Подпрыгнув над землей не меньше чем на метр, опрокинув свой сделанный на заказ этюдник, а также уронив многострадальную ковбойскую шляпу, Матусевич ненароком наступил на нее и опрометью бросился куда глаза глядят, умудряясь лавировать между школьниками. «Малыш», которого он нечаянно все же сбил с ног, плюхнулся на землю, привычно пуская слюни и что-то неразборчиво бормоча. Последнего никто не заметил, зато все впились взглядами в заросли, со страхом ожидая появления рогатого чудовища. Но вместо бешеного монстра из-за беленого ствола вышла небольшая кудлатая собачонка «дворянской» породы и, виляя куцым хвостиком, недоуменно уставилась на верещащего Матусевича невинными глазками-бусинами.

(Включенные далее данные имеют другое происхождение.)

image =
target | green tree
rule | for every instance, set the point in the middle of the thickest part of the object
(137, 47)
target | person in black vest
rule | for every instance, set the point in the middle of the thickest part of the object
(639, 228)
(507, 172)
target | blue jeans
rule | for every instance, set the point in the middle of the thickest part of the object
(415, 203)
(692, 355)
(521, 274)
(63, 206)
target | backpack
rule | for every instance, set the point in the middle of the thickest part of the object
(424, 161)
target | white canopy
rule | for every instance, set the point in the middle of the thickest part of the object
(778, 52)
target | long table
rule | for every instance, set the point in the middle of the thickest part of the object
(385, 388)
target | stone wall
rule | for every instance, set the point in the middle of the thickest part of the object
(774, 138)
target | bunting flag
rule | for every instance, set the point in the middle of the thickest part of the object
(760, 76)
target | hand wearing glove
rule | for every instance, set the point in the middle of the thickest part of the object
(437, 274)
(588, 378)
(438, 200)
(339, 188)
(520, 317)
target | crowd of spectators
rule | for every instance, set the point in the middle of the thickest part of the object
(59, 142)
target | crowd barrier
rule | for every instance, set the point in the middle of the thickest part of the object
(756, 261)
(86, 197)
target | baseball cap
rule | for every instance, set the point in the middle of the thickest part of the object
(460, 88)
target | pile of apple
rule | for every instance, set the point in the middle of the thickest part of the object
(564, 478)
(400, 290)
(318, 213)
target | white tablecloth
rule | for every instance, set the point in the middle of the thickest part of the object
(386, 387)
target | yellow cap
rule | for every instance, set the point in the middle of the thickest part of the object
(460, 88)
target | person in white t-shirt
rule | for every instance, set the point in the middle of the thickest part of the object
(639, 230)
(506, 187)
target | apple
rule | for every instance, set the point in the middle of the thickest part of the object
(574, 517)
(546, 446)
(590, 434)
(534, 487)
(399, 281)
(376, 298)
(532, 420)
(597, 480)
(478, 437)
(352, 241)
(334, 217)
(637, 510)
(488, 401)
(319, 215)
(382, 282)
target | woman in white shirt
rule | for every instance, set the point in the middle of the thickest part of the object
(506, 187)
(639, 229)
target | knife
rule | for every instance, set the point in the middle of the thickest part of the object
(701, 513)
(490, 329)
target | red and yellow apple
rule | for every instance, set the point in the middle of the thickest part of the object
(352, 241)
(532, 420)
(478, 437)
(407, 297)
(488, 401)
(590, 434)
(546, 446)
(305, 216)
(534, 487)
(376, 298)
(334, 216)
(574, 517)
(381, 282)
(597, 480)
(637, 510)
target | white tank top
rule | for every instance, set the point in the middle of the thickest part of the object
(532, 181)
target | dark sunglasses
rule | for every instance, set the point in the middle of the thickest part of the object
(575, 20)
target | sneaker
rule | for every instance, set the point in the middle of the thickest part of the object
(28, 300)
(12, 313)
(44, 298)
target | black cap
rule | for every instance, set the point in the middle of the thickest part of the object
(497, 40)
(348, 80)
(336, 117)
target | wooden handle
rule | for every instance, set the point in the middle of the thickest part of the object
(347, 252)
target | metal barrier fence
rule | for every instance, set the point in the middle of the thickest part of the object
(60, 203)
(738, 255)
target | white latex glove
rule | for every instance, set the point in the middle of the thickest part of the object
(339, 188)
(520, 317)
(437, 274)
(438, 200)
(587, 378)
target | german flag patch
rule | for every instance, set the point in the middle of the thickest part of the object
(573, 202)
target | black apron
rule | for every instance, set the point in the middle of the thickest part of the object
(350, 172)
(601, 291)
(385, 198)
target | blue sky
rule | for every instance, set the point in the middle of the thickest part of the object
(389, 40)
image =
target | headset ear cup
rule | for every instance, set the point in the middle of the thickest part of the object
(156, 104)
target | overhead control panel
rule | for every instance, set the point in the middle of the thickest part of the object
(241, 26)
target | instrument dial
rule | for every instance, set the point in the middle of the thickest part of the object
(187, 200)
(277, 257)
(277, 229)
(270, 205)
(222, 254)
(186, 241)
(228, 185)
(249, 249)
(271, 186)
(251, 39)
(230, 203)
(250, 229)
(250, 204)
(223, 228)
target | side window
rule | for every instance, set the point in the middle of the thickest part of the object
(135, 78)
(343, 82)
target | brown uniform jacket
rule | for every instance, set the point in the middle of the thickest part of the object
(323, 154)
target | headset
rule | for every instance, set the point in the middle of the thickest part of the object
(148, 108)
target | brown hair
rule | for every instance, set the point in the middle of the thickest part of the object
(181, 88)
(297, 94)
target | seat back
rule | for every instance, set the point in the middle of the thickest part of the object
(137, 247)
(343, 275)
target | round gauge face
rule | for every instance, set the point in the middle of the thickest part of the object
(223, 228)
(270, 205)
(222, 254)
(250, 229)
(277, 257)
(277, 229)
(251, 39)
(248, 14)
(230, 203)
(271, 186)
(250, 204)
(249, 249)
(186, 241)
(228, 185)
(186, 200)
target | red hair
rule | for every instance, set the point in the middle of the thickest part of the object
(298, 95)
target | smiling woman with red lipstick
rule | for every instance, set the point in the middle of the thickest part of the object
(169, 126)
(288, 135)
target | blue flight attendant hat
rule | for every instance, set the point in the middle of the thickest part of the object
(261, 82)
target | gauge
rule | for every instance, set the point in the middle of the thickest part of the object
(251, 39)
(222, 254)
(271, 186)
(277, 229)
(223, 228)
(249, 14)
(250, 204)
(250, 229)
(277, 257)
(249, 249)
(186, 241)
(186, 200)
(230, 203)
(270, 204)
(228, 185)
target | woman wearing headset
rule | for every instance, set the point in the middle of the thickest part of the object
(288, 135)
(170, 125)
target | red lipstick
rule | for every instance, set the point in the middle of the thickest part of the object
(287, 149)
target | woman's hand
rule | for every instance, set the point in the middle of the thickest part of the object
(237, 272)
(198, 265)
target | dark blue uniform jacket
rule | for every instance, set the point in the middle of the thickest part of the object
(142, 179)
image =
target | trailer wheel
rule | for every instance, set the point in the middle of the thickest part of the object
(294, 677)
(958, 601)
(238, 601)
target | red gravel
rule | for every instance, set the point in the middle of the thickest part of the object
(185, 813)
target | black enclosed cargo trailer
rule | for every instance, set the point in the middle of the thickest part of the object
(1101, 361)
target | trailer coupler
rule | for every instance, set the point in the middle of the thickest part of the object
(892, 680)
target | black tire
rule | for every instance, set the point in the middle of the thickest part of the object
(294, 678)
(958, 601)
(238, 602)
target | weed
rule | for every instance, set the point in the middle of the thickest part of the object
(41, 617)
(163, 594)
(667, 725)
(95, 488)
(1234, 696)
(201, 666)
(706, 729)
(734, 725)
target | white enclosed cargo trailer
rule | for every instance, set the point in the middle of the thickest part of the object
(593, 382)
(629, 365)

Увидев маленького друга человека, девчонки заумилялись:
— Ой, какая хорошенькая!
— Умора — она сад охраняет!
— Иди сюда, иди! Печенюшку хочешь? — ласково позвала Оля Штукарь.
Вслед за собакой появился сторож:
— Лохматка, куда ж ты, шельма такая?
Охранница с радостью подбежала к нему, и тот, обведя учеников грозным взглядом, снова скрылся из виду, крепкой отцовской хваткой таща за руку самовольничающее чадо.
— Я с тобой опять поссорюсь, батя! — хныкал сын, послушно волочась за своим несчастным родителем. — Па-ап, печеньки закончились. Чего ты их так мало покупаешь?
— Потому что, сынок, кто-то много ест их…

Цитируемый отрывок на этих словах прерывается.